Nile Ranger's long journey back to football: "I’ve reflected on everything I’ve done wrong – and everyone I've hurt"

Nile Ranger
(Image credit: Ryan Inzana / FourFourTwo)

This article was first published in August 2020. Interview by Alec Fenn

For as long as I can remember I’ve been trouble, which is strange for a boy whose earliest memories are going to church with his mum as a toddler. In primary school, I’d tell the teachers to ‘go f**k themselves’ and often fight in the playground. Then in Year 6, I was permanently excluded for hitting a teacher with a dinner tray and almost breaking one of her hands.

Like for many kids, football was an outlet, but it wasn’t enough to keep me on the straight and narrow. Crystal Palace signed me when I was 10 and I played in the same team as Wilfried Zaha and John Bostock, but I lasted only two years there before they released me because of my bad behaviour at school. People often talk about street footballers who learn their skills on the concrete, but I learned a different trade in the darkest corners of north London.

In Year 7, while the other kids played football in the playground, I’d steal mobile phones from the blazers being used for goalposts. After school, I’d head straight to Finsbury Park and sell them to a group of Albanian men I’d met through various acquaintances. Later, I’d roam the streets to steal phones, and the money would just keep rolling in. My mum gave me £2 a day for pocket money, but I didn’t use it to buy sweets – I went to the bookies. I’d spend hours in a trance watching my cousin playing on brightly-lit slot machines, and then give him my money to gamble for me.

When I was 13, the teachers asked my mum to come to school and sit at the back of the classroom to try to correct my behaviour. It didn’t work. In Year 9, I was kicked out for good after burning my classmates with a Bunsen burner. I enrolled at a special school, The Octagon, for kids with learning difficulties or behavioural problems.

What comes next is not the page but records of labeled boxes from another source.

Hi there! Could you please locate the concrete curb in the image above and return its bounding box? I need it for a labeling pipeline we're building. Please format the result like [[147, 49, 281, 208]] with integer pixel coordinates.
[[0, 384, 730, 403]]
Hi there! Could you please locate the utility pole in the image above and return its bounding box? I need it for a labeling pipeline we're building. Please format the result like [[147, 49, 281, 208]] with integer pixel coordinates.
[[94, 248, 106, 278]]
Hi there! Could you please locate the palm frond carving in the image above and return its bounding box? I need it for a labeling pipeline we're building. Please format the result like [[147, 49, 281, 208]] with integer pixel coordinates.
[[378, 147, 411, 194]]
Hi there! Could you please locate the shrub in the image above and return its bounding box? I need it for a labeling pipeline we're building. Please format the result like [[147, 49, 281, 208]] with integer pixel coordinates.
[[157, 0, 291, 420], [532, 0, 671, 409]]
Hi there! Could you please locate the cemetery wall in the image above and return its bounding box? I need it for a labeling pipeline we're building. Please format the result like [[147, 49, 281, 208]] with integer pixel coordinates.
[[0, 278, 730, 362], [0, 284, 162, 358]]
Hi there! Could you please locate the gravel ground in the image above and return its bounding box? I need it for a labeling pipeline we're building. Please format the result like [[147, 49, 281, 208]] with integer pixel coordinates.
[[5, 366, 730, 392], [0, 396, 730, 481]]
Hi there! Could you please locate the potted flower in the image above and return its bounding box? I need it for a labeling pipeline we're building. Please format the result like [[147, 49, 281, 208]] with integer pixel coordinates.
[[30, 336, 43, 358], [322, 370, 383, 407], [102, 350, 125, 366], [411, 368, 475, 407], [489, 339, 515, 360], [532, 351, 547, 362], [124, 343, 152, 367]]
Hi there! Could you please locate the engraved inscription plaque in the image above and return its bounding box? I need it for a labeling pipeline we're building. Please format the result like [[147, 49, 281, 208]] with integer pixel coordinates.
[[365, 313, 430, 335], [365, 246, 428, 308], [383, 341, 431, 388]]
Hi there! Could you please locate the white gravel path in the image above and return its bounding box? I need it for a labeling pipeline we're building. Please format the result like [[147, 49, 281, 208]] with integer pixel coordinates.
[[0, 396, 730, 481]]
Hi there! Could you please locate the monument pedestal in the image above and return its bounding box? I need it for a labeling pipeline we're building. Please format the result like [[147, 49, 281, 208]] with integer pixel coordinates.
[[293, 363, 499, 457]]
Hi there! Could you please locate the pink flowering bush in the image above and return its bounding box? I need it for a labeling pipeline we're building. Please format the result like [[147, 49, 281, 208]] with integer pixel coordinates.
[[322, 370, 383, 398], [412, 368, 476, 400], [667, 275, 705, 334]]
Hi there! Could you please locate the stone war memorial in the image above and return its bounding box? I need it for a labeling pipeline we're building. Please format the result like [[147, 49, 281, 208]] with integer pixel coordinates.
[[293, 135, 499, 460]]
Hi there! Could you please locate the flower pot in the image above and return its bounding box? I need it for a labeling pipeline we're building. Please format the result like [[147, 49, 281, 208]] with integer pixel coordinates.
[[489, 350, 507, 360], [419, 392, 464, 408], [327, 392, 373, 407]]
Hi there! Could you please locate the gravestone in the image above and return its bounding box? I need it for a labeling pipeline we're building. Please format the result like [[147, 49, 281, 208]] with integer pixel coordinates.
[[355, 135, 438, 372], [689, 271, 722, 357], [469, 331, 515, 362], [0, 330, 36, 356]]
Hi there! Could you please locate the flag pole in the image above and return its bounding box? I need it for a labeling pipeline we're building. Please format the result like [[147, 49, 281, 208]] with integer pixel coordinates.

It felt like a mini prison, with smaller classes and more staff to police the lessons and make sure we didn’t run riot. I was surrounded by bad lads just like me, and it wasn’t long before I was up to my old tricks.

Nile Ranger

(Image credit: Ryan Inzana / FourFourTwo)

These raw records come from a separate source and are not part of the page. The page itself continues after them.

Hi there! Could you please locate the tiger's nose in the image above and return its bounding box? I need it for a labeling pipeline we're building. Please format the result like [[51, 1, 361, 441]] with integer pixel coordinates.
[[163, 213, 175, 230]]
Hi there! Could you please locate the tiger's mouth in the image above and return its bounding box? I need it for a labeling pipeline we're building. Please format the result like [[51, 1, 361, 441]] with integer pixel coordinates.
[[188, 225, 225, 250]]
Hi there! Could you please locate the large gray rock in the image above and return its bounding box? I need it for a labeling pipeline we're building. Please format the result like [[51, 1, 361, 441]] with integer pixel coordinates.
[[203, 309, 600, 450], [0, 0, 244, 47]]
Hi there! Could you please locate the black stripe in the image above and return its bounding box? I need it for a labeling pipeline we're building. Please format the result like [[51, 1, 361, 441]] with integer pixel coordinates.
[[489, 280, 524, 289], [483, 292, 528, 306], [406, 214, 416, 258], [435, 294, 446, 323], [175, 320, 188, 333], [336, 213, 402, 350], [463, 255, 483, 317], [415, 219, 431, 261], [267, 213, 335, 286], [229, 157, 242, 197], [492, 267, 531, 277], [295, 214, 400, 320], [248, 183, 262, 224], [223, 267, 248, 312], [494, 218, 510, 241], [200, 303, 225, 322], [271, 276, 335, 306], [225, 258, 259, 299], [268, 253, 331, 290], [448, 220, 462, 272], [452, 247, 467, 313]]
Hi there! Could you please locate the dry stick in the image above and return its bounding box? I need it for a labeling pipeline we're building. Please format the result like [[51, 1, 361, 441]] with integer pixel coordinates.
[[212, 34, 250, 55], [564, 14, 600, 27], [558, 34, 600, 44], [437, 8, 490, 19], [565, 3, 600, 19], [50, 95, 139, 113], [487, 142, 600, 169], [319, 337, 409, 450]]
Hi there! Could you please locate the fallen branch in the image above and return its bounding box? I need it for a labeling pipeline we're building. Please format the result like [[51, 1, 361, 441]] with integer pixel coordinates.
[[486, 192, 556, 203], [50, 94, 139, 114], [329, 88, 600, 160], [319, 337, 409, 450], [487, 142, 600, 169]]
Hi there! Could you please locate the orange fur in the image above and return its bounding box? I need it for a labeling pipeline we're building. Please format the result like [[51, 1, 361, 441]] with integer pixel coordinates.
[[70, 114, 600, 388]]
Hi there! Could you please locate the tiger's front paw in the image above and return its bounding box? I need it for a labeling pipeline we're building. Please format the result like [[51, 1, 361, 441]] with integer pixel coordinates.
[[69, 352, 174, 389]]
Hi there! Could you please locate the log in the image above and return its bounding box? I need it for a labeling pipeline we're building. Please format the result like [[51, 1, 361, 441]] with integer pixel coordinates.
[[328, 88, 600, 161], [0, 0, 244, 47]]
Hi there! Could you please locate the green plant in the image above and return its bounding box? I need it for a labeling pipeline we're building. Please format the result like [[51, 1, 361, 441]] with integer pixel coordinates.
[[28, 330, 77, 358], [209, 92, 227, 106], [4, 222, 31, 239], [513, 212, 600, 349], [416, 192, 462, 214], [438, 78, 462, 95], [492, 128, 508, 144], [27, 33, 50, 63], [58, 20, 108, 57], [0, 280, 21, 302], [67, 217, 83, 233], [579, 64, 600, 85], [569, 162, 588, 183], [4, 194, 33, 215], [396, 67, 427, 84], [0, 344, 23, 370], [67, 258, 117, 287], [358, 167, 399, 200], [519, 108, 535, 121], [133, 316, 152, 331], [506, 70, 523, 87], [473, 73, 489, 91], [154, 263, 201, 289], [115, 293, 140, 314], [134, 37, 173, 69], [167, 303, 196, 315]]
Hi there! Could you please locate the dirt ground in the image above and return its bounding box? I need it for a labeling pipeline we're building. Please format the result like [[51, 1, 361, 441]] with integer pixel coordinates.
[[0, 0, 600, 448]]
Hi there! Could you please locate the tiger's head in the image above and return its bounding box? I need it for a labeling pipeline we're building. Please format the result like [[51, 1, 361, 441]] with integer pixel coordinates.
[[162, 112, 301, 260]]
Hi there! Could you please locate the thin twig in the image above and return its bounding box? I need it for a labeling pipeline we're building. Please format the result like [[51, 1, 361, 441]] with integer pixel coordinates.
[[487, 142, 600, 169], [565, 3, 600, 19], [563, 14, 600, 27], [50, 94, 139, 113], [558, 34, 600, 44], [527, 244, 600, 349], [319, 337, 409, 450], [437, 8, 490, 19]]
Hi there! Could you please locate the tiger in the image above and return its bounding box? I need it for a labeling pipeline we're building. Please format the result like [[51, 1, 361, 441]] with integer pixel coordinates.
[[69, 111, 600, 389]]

Football was my one hope of making something from my life. I joined a semi-professional team called Haringey Borough, where there was a decent standard of football and somewhere to channel my pent-up energy. At least, that’s what should have happened. I was still mixing with the wrong crowd, and one night was among a gang of lads who robbed a nearby high school. I was arrested, bailed for seven months and put on curfew – but that still didn’t stop me. I repeatedly flouted the curfew to rob more houses. Mum grassed on me to the police, and soon I was arrested for another robbery. They fitted an electronic tag on my ankle but I found a way of slipping it off using some fairy liquid, so I could loot more homes.

I joined another semi-pro club, Romford FC, where I trained during the week and scored goals at weekends, and also enrolled at a football academy run by [former QPR and Nigeria centre-back] Danny Shittu. The hours in between were spent either robbing houses, gambling or smoking weed, and it was inevitable that those worlds would collide. After one training session at the academy, I stole every mobile phone in the dressing room and was caught red handed with them in my bag. ‘How did these get in here?’ Shittu asked me. I denied everything, but he wasn’t stupid and banned me from the academy. The next time we met, I was playing for Newcastle and he was at QPR.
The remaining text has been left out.